Citigroup's chief executive, Charles Prince resigned on sunday as investors hope his departure will lead to a break-up of the company. Meredith Whitney, the CIBC World Markets' financial analyst believes the only way forward for new Chairman Robert Rubin and interim chief executive Sir Win Bischoff is to carve the bank up and sell it off. Nevertheless Prince al-Waleed bin Talal, a long-term investor who owns 3.6 per cent stake in City oppposed any break-up.
Tough times for Prince have hit the headlines in recent days more particulary when back in the summer he was reported saying "as long as the music is playing, you have got to get up and dance." What's more he was branded a deal junkie and appeared to have turned a blind eye to the storm in credit markets. The bank said it faced additional writedowns of between $8 to $11bn with shares falling 4.9 per cent to $35.90 after a slide of 11.5 per cent last week and now lie at their lowest level in more than four years. But investors were stumped to know that the bank has a $55bn in subprime mortgage-related exposure on its balance sheet, a number that was vasly larger than the previous assessment of its position as closer to $13bn.

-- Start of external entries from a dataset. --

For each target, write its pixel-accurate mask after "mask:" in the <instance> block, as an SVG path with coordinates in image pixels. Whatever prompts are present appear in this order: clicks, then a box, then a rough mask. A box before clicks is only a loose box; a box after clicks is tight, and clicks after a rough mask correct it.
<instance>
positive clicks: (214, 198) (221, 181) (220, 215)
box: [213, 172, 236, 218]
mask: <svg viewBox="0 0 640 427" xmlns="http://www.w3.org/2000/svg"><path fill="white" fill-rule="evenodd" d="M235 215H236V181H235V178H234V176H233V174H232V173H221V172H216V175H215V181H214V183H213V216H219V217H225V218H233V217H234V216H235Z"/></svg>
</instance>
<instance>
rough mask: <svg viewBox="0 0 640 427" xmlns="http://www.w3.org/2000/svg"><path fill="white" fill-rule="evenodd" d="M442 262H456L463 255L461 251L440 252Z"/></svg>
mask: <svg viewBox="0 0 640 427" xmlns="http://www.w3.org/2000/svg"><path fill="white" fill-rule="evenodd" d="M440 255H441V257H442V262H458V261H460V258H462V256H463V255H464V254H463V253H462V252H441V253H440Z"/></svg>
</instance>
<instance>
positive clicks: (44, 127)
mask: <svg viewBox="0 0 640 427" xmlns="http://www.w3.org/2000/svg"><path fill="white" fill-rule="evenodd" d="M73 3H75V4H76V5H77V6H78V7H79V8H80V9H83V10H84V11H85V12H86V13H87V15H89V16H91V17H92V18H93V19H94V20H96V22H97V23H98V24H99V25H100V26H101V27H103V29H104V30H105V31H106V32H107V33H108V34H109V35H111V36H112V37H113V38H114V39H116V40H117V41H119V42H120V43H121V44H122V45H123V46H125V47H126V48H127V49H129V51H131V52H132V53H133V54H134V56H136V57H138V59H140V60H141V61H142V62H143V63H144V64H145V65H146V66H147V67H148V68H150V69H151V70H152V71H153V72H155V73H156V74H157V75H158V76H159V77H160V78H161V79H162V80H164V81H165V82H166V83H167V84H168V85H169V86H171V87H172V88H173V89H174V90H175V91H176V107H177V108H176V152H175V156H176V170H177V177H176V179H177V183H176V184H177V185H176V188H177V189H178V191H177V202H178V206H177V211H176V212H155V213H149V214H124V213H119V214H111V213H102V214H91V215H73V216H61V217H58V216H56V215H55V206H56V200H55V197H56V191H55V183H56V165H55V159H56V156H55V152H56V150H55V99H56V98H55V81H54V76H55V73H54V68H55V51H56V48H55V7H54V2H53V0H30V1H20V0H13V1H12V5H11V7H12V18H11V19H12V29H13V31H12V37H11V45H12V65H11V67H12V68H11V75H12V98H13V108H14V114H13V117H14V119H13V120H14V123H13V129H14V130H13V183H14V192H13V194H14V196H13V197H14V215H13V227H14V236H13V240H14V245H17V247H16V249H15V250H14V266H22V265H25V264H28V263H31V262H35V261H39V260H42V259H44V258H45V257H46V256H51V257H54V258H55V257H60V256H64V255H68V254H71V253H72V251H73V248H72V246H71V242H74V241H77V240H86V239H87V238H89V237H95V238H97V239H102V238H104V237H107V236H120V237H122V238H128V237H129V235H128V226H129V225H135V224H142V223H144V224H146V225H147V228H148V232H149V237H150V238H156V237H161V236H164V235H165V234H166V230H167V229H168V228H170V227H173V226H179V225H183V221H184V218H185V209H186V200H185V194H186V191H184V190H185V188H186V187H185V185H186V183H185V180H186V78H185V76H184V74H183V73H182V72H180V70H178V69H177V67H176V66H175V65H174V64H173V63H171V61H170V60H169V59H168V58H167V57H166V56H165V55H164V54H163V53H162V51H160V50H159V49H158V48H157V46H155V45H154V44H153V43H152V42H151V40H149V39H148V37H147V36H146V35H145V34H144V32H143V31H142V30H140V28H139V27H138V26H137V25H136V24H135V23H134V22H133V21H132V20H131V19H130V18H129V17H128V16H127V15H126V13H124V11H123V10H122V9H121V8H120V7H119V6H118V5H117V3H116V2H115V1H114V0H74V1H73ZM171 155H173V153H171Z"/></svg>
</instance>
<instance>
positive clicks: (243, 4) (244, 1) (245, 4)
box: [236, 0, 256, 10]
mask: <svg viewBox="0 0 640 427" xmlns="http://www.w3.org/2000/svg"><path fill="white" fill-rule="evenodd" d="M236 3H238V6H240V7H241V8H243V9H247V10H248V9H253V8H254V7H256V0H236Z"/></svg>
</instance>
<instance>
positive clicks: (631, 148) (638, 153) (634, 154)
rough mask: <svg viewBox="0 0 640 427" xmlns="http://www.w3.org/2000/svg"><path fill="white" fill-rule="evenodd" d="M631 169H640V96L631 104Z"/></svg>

But yesterday the focus was on UBS, which indicated last week it may be forced to take further writedowns in the fourth quarter which could be up to $8.5bn according to Lehman Brothers.
Shares in Barclays and RBS dropped yesterday -- both banks with substantial fixed-income activities -- as investors fretted over more losses to be disclosed.

Nevertheless, after Merrill Lynch ousted its chief, Stan O'neil and Citi's resignation of Chuck Prince; the latter bank made a firm debut yesterday on the Tokyo Stock Exchange rising a five per cent. Citigroup is in the process of acquiring 100 per cent of Nikkio Cordial, Japan 's third-largest securities group, through a share swap that will give current Nikkio Cordial shareholders, shares in Citigroup.